# 樓花



## legarcon

樓花： uncompleted building ，，，，英文這個翻譯是否恰當阿。。
或者有更好的翻譯 ，謝謝


----------



## Jerry Chan

說住房, 用flat或property應該比building恰當

Pre-sale of uncompleted flats (預售"樓花")


----------



## viajero_canjeado

"Under construction apartments for sale"?


----------



## Jerry Chan

Hi viajero,
I did think of 'under construction' first. But then I googled it and found that 'uncompleted' is commonly used in Hong Kong's legal documents.
e.g.
http://www.housing.org.hk/client/files/content_housing03.htm
http://www.consumer.org.hk/website/ws_chi/shopping_tips/services/READGuideline.html


----------



## viajero_canjeado

Duly noted. I suppose, however, in accordance with my linguistic paradigm and understanding (which is admittedly limited), I would be, as a consumer, likely to interpret the two phrases differently:

Uncompleted flats for sale: These are apartments which haven't been finished nor will they be [from the sound of it] at the time of purchase. If they are ever to be completed, it will be at the buyer's expense, post-sale.

Under construction apartments for sale: These are dwellings which are simply sold before completion; they are underway still, but will presumably be finished some time in the near future and be made agreeably habitable by the builders on behalf of the new owners, not requiring any extra expenditure on the buyers' part.
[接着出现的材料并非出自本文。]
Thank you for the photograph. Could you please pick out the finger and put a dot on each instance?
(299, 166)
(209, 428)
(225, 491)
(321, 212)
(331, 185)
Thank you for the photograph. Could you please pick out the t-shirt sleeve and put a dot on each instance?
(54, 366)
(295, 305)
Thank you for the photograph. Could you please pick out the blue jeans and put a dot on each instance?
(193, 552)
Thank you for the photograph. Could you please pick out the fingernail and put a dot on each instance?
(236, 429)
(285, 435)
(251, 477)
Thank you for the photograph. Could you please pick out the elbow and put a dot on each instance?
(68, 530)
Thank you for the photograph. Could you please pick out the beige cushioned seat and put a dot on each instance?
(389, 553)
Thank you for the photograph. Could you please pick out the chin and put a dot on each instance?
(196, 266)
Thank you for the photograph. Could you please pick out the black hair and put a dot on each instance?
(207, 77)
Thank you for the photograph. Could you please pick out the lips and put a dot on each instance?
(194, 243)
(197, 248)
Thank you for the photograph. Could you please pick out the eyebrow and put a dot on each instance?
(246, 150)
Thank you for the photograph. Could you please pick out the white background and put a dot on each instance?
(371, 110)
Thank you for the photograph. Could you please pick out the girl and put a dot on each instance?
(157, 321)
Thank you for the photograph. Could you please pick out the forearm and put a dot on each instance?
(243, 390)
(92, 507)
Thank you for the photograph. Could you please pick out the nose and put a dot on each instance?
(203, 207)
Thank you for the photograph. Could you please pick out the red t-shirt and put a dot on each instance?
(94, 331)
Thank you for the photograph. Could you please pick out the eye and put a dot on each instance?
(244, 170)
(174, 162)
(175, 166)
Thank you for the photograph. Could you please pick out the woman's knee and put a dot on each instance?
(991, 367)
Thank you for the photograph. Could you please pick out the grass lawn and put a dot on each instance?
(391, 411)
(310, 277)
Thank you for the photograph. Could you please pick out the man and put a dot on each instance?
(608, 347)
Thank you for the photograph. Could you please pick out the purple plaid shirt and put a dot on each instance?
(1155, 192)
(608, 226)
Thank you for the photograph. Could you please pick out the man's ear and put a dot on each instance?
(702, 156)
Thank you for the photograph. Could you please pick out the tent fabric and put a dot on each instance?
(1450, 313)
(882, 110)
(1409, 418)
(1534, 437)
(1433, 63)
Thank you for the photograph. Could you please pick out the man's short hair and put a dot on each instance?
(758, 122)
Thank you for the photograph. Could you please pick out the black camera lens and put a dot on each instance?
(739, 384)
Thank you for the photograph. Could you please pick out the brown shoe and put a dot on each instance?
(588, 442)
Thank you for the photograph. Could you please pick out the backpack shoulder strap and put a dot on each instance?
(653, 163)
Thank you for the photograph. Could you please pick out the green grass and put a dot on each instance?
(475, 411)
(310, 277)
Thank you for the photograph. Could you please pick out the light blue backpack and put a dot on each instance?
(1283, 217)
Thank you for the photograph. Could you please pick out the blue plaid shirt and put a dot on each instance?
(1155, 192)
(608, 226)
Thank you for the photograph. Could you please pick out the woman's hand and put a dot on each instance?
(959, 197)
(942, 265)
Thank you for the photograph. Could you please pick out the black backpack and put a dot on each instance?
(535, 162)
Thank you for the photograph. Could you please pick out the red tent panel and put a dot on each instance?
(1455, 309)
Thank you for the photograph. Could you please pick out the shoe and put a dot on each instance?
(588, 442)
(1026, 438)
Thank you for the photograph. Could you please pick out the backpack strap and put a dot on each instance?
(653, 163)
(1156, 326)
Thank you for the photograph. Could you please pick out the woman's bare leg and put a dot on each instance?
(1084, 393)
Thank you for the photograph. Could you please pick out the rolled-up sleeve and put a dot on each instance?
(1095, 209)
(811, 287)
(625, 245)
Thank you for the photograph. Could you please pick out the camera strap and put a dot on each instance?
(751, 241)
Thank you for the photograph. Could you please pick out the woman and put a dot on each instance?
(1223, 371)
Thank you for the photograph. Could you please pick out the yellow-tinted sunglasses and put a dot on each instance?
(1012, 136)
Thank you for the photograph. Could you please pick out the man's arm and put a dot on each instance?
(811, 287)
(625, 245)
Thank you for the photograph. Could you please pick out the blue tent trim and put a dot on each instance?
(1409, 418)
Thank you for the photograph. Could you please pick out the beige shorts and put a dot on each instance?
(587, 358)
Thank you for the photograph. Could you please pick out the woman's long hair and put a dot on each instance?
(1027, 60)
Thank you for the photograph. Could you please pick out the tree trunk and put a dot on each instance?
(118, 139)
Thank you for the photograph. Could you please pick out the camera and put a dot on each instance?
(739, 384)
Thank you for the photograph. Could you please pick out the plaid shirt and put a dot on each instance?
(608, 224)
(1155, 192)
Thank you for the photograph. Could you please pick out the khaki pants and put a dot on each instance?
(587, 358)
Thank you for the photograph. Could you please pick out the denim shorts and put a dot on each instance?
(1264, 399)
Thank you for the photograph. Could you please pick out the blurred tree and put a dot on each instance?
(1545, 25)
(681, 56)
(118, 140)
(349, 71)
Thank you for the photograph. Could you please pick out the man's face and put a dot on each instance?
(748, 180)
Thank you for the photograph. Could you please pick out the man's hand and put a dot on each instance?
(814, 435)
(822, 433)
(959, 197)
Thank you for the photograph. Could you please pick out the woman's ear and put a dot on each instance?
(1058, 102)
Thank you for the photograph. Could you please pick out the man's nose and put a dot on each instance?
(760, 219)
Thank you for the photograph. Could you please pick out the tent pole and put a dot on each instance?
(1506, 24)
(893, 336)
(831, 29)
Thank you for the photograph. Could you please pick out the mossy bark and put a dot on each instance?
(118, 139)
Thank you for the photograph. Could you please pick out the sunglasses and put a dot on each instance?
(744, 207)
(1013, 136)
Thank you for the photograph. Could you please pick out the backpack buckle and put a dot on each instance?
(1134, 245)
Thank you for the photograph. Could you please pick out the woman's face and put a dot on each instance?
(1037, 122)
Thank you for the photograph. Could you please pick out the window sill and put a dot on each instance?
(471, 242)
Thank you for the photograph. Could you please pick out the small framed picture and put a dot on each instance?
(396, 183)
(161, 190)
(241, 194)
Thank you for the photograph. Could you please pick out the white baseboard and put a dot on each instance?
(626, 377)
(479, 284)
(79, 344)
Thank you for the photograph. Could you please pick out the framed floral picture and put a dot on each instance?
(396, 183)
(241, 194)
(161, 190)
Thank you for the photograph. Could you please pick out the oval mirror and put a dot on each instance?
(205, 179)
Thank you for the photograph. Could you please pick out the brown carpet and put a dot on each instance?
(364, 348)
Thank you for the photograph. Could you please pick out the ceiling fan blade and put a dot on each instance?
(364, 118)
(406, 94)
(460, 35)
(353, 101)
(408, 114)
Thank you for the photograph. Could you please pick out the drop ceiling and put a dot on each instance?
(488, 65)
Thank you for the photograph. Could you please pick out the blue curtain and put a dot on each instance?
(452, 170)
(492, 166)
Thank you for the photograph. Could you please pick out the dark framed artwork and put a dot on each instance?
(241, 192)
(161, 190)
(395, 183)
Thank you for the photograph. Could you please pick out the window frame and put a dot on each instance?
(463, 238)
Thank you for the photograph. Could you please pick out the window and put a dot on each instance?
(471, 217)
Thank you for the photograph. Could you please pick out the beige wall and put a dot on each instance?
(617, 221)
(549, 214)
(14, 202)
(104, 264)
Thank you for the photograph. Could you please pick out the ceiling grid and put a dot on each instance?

Maybe "uncompleted" carries a different connotation where you are. Which meaning is the original going for?


----------



## Sevensky

Jerry Chan said:


> 說住房, 用flat或property應該比building恰當
> 
> Pre-sale of uncompleted flats (預售"樓花")


rarely heard that expression by Mandarin speaking but Cantonese.
wonder if there the same characters used in Mandarin for the same meaning.
google it and same say they call 預售屋 in Taiwain. Is it true?


----------



## Jerry Chan

「樓花」據說是由已故香港商人霍英東想出來的制度。
根據《霍英東傳》，五十年代香港的樓房都是現買現賣的，當時還沒有什麼大地產發展商，霍老想出以提早預售的方法集資建房，促成了往後香港地產的蓬勃發展。
「樓花」據說是比喻樓盤已「開了花」，正等待結果。

這詞語近年在中國似乎也開始流行。


----------



## samanthalee

新加坡好像是叫“预售公寓” "pre-sale apartment"...但是不知道其他地方是不是也是叫"pre-sale"...


----------



## Sevensky

Jerry Chan said:


> 「樓花」據說是由已故香港商人霍英東想出來的制度。
> 根據《霍英東傳》，五十年代香港的樓房都是現買現賣的，當時還沒有什麼大地產發展商，霍老想出以提早預售的方法集資建房，促成了往後香港地產的蓬勃發展。
> 「樓花」據說是比喻樓盤已「開了花」，正等待結果。
> 
> 這詞語近年在中國似乎也開始流行。



   That's interesting information Jerry. Allow me to Translate it.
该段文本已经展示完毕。